The rich are getting richer in Asia, as elsewhere. Photographer: Brent Lewin/Bloomberg
The rich are getting richer in Asia, as elsewhere. Photographer: Brent Lewin/Bloomberg

According to new data from the World Bank, Asia's developing economies appear to be even more powerful than previously thought. As measured by purchasing power parity, China's gross domestic product now seems poised to overtake America's as the world's biggest as soon as this year. India has leapfrogged into third place, while Indonesia rounds out the top 10. Predictably, headlines around the region are crowing about the beginning of the long-awaited Asian Century.

Yet a darker story underlies these giddy new figures. In terms of per capita GDP, India doesn't rank third but 127th. (Indonesia is 107th, and China 99th.) Perhaps more importantly, while growth has mostly thrived over the last 20 years, inequality in Asia has also risen dramatically -- from a reading of 0.33 to 0.46 between 1990 and 2010. Zero means perfect equality; the higher the number, the less egalitarian things are.
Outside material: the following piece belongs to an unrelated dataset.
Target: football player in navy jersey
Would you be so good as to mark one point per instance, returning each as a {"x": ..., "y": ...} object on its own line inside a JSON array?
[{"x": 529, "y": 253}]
Those who lag behind may soon find it harder and harder to catch up. The roughly 1.6 billion people living on less than $2 a day -- a standard measure for global poverty -- are growing more vulnerable, according to the Asian Development Bank. These global poor confront a tsunami of risks from runaway inflation, to the impact of climate change on crops, Federal Reserve tapering, natural disasters, another global financial crisis, you name it.

What gives? While the macroeconomic picture in Asia has evolved in recent decades, barriers to economic mobility at the micro level persist. Thomas Piketty's bestseller "Capital in the Twenty-First Century" has lately drawn much attention to this problem. But in reading the book, I was struck more by its parallels to Joe Studwell's earlier "Asian Godfathers."

I caught up with Studwell in Hong Kong in August 2007, a time of great optimism and, it turns out, hubris, in Asia. It was exactly 10 years after the region's financial crisis, and vibrant growth had returned. GDP rates were booming, equities surging and government debt levels coming under control. But as Studwell predicted during our chat and in his book, the all-too-tight relationships between financial and political elites in Asia virtually ensured that inequality would widen even as GDP expanded. Sadly, he's been proven right.

That web of relationships now concentrates more and more of the region's huge economic gains among the 1 percent. This is the common thread that links Thailand's perpetual state of protest, India's disillusionment with dynastic politics, Malaysia's muddled politics, the Communist Party's fear of social unrest in China and the cynicism with which many Filipinos and Indonesians view pledges to level their nations' playing fields. In South Korea, President Park Geun Hye's promises to rein in the chaebol inspire more eye-rolling than confidence.

The danger is that in Asia, this ossified status quo traps billions far below middle-income levels. Rapid GDP growth has been remarkably successful in lifting hundreds of millions from the $1.25-a-day mark consistent with extreme poverty to $2 or even $3. But getting to $5 or $10 per day, or moderate poverty, is proving quite a reach. Governments aren't doing anywhere near enough to improve social and physical infrastructure, invest in education and health care and attack crony capitalism and corruption.

Widening income gaps are a drag on innovation and productivity. They also give rise to a dangerous brand of populism that emphasizes short-time priorities, including budget-busting subsidies, over long-term prosperity. Unfortunately, all too many Asian leaders remain in denial about the extent to which inequality is a huge blemish on the region's growth story.

Take China, which is often held up as a poverty-killing role model. New data show its rich-poor gulf has surpassed America's and stands as among the widest anywhere. President Xi Jinping could be excused for looking askance at Deng Xiaoping's edict: "Let some people get rich first." In China today, "some people" largely means Communist Party apparatchiks, not ordinary citizens.

Officially, the title of Studwell's book referred to Asian tycoons, who exploit political connections to suffocate competitive forces from Jakarta to Seoul. Piketty goes further, highlighting how these problems have become global ones. Some pundits have pointed to rising GDP numbers in middle-income countries to argue that unfettered markets are actually democratizing the global economy. But Asia's failure to narrow the rich-poor divide shows something is indeed rotten in the world of capitalism that only government action can correct.